Finland has been through a tumultuous history, not only in relation to gambling, but in general. Now a republic, it was once part of the kingdom of Sweden, and later on, the Russian empire. And while gambling may be considered legal within the country, the laws relating to the sector are quite complicated. The first slot machines were introduced to the country in the 1920s by Germany. Private businesses would soon exploit the opportunities created by such products, which forced a state intervention to allow only charities the licences to operate these machines in 1933. However, displeased firms and operations in the country would force the government to set up a company dedicated to overseeing slot gambling. Thus, in 1938, the Raha-automaattiyhdisty, or RAY, was set up.

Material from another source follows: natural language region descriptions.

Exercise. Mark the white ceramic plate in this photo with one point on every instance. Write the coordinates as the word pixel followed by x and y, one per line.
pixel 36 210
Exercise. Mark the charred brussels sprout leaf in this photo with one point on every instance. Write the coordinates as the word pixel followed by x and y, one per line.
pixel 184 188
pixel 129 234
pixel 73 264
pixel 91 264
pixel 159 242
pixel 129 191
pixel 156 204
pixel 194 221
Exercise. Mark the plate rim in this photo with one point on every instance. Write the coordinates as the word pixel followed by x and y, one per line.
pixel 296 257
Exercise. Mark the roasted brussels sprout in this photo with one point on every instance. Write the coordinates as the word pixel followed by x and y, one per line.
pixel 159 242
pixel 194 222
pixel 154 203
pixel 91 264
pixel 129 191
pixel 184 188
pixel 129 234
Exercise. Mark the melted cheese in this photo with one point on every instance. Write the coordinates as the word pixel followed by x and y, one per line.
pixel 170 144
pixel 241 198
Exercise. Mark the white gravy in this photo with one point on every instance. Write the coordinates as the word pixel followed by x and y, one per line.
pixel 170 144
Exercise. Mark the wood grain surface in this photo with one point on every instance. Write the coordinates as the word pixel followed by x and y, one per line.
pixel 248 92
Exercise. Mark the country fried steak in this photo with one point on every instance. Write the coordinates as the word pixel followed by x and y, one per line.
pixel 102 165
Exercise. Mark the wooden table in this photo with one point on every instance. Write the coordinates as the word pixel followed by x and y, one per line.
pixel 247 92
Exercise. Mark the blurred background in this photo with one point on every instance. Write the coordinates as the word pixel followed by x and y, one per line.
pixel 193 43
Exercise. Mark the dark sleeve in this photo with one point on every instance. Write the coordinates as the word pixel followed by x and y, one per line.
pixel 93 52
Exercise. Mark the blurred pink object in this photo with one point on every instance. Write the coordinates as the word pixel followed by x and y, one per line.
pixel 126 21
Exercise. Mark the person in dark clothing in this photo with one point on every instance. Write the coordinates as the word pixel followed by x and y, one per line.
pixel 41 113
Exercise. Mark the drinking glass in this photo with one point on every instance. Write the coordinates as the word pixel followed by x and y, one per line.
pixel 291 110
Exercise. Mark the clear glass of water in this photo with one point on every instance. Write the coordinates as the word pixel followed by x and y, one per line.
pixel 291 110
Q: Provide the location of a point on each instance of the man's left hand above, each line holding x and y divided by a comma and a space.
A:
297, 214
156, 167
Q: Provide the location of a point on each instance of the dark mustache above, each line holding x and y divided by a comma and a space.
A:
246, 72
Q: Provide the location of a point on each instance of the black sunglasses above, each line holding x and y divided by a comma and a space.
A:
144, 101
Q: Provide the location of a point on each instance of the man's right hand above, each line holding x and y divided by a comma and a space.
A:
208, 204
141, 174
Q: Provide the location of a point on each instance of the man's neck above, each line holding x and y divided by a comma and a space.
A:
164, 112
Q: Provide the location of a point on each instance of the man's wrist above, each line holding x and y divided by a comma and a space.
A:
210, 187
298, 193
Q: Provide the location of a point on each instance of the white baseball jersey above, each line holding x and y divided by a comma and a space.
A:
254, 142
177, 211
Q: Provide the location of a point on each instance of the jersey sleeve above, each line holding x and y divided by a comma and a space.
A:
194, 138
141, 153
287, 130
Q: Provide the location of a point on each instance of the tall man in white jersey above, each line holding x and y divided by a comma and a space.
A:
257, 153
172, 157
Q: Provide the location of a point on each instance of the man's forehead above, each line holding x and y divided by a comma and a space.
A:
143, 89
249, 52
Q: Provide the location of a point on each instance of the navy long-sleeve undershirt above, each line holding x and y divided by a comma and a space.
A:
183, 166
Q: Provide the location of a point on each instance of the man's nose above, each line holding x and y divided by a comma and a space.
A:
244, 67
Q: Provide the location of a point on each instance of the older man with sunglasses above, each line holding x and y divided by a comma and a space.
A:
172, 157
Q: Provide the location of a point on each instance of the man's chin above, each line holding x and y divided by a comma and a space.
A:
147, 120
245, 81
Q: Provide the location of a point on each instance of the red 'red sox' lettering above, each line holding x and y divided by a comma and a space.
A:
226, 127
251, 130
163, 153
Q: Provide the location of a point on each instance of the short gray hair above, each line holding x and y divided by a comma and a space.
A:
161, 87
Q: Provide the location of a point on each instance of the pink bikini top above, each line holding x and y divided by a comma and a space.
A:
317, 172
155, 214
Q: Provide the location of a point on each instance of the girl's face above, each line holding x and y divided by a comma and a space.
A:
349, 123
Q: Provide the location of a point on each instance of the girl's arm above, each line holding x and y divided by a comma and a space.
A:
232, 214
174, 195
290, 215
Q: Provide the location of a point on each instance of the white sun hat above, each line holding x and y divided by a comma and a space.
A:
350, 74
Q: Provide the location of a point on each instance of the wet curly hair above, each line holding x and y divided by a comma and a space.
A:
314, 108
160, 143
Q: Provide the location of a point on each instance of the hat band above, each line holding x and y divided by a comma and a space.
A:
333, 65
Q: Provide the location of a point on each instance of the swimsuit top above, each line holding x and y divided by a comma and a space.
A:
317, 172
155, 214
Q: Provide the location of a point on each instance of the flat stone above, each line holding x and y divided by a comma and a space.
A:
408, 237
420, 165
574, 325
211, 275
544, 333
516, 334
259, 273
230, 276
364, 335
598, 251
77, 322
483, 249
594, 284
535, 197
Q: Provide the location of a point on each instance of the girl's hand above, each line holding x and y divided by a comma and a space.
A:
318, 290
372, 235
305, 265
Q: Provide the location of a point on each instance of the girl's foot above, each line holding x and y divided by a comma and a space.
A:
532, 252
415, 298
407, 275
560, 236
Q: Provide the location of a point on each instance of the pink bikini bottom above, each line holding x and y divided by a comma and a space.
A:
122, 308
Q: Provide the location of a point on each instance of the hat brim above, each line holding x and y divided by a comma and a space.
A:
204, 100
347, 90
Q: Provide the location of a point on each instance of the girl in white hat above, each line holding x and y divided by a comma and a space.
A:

In fact, Finland has been leaps and bounds ahead of many other countries in terms of the gambling industry, having had a government-controlled monopoly in place since before the Second World War. And despite the pressure of the European Union and its controversial gambling laws, as well as the introduction of the internet gaming landscape, the country’s regulation and structure towards gambling has barely changed at all since that time.
As far as RAY goes, this is just one of the three Finnish organisations which form the government’s monopoly on gaming. The other two are Veikkaus Oy, which provides the Finnish national lottery, and Fintoto Oy, offering up parimutuel betting specifically tied to horse racing. Both of these invest any money raised on their games to different projects, with the former contributing to Finnish art and culture, sports or scientific works, and the latter being placed into Suomen Hippos, a government organisation which cares for horses.